トリ頭とは言わせない2

「少し警戒した方がいいかもな」


 植物などが無事だということは魔物がいる可能性も高い。

 リアーネは真面目な顔をして警戒を強める。


 経験者であると調子に乗って魔物に不意をつかれては笑えない。

 草だけだったのが徐々に木も増えてきた。


 葉っぱの生えたしっかりとした木々である。

 ここら辺でいいのかとパムパムを見てみるとキリッとした顔でゆっくりとうなずいた。


 どうやらパムパムの記憶通りに進んでこられているようである。

 こうした場所なら住むのには良さそうだ。


「なんだ?


 ……パムパムじゃ……おいっ!」


 突如鳥の声が聞こえてきた。

 甲高い叫び声のようなものでやや遠くから響いてきて、もちろんパムパムの声ではなかった。


 その声を聞いてパムパムが走り出した。


「追いかけるぞ!」


 ジもパムパムを追いかけて走り出し、リアーネとユディットもそれに続く。

 パムパムの足は速くて引き離されていくけどどうにか食らいつく。


 走っていくと何が起きたのか見えてきた。


「ウェアウルフ!」


「それにキックコッコもいますよ!」


 二足歩行をするウルフにも似た見た目をした魔物のウェアウルフがいた。

 その手には1匹のキックコッコが握られている。


「ゴケェッ!」


 ウェアウルフにパムパムが飛び蹴りを入れる。


「コ……コケ!」


 キックコッコを手放してウェアウルフがぶっ飛んでいく。

 力なく地面に落ちたキックコッコは動かなくてパムパムは動揺する。


「リアーネ、ユディット、ウェアウルフを頼む!」


「任せな!」


「分かりました!」


 リアーネとユディットは剣を抜いて立ち上がろうとしているウェアウルフに向かった。


「フィオス!」


 ジはフィオスを呼び出してキックコッコに投げつけた。

 フィオスには申し訳ないけど少しでも早くフィオスをキックコッコに届けたかった。


 ポヨンと地面にワンバウンドしてキックコッコのところにたどり着く。

 そしてグッタリとしているキックコッコを体の中に取り込む。


「コケェーーーー!?」


 何をしてるんだとパムパムが驚いている。

 そりゃ当然の話であるがこれは何もフィオスにキックコッコを処理させるためではない。

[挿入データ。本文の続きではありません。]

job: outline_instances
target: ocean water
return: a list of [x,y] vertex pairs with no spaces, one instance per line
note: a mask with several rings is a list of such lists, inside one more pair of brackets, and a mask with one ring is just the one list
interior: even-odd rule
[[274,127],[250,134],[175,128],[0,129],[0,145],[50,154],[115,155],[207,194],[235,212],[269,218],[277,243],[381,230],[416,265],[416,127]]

 フィオスがプルプルと震えるとパムパムはジッとフィオスを見ている。

 伸ばしかけた翼を引っ込めてフィオスにキックコッコを任せることにした。


「パムパム、他のキックコッコは!」


 今はそれで安心している暇もない。

 ジの言葉にハッとしたパムパム。


「一緒に行くぞ!


 どっちだ」


「こ……コケ!」


 パムパムの後をついていく。


「まだいたのか!」


 ウェアウルフは1体だけじゃなかった。

 2体のウェアウルフがまとまってどうにか抵抗しようとするキックコッコを舌なめずりして品定めしていた。


 流石に2体もいるのはちょっと予想外だった。


「パムパム、お前が1体引きつけろ!


 俺がもう1体やる!」


 こうなったらキックコッコを守るためには戦うしかない。

 きらめく白い魔力の軌跡を残しながらジはウェアウルフの1体に切りかかった。


 ウェアウルフは突然の乱入者に驚いたがすぐに怒りを覚えた。

 せっかくのご馳走タイムを邪魔されたのだから当然である。


 ジの剣を飛び退いてかわし、すぐさま鋭い爪を振り回して反撃に出る。


「コ、ケェ……」


 一方でパムパムはキックコッコともう1体のウェアウルフの間に割り込む。

 ウェアウルフからしてみるとデカいキックコッコが増えた。


 美味そうなエサが自ら飛び込んできてくれたぐらいにしか思っていなかった。

 しかし怒りに燃えるパムパムをただのエサなんて侮ってはいけなかった。


「コケェーーーー!」


 パムパムがウェアウルフの懐に入り込んだ。

 キックコッコらしからぬ速さにウェアウルフはパムパムを見失い、下から顎を蹴り上げられてようやくパムパムを敵だと認識した。


「コケ!」


 空中に浮き上がったウェアウルフにパムパムはグルリと一回転して回し蹴りをくわえる。


「コケ、コッケ?」


 そして例の如くトサカを撫ぜながらキックコッコたちに声をかける。

 コケーッとキックコッコたちから黄色い歓声が上がる。


 1匹のキックコッコが歓声とは違う鳴き声を上げた。

 後ろから迫るウェアウルフが爪を振り上げていた。


「コケェ……」


 体を逸らしてウェアウルフの爪をかわす。

 交わしきれなかった羽が1枚切られて落ちる。


「大丈夫か……」


 ウェアウルフとパムパムどちらが強いかなどジには予想がつかない。

 パムパムが大きなダメージを受けてしまえばヒにもダメージがある。


 出来るならパムパムは無傷で戦いに勝利したい。

 けれどジもパムパムのことは気にかけながらも加勢する余裕はない。


 ウェアウルフの素早い爪攻撃を防ぎ、かわすのにいっぱいいっぱいになっている。


「はっ!」


 ここで焦ってはいけない。

 冷静に攻撃を防ぎながら反撃の隙をうかがい、ウェアウルフを切りつける。


 固い部類ではないので魔剣も相まって簡単に切れるが代わりに素早くて致命傷になるような大きな隙を見せない。

 魔物の怖いところは人と違うところである。


 痛みがあると人は怯んだりすることも多いのだけど魔物はそれでもそのまま攻撃してきたりする。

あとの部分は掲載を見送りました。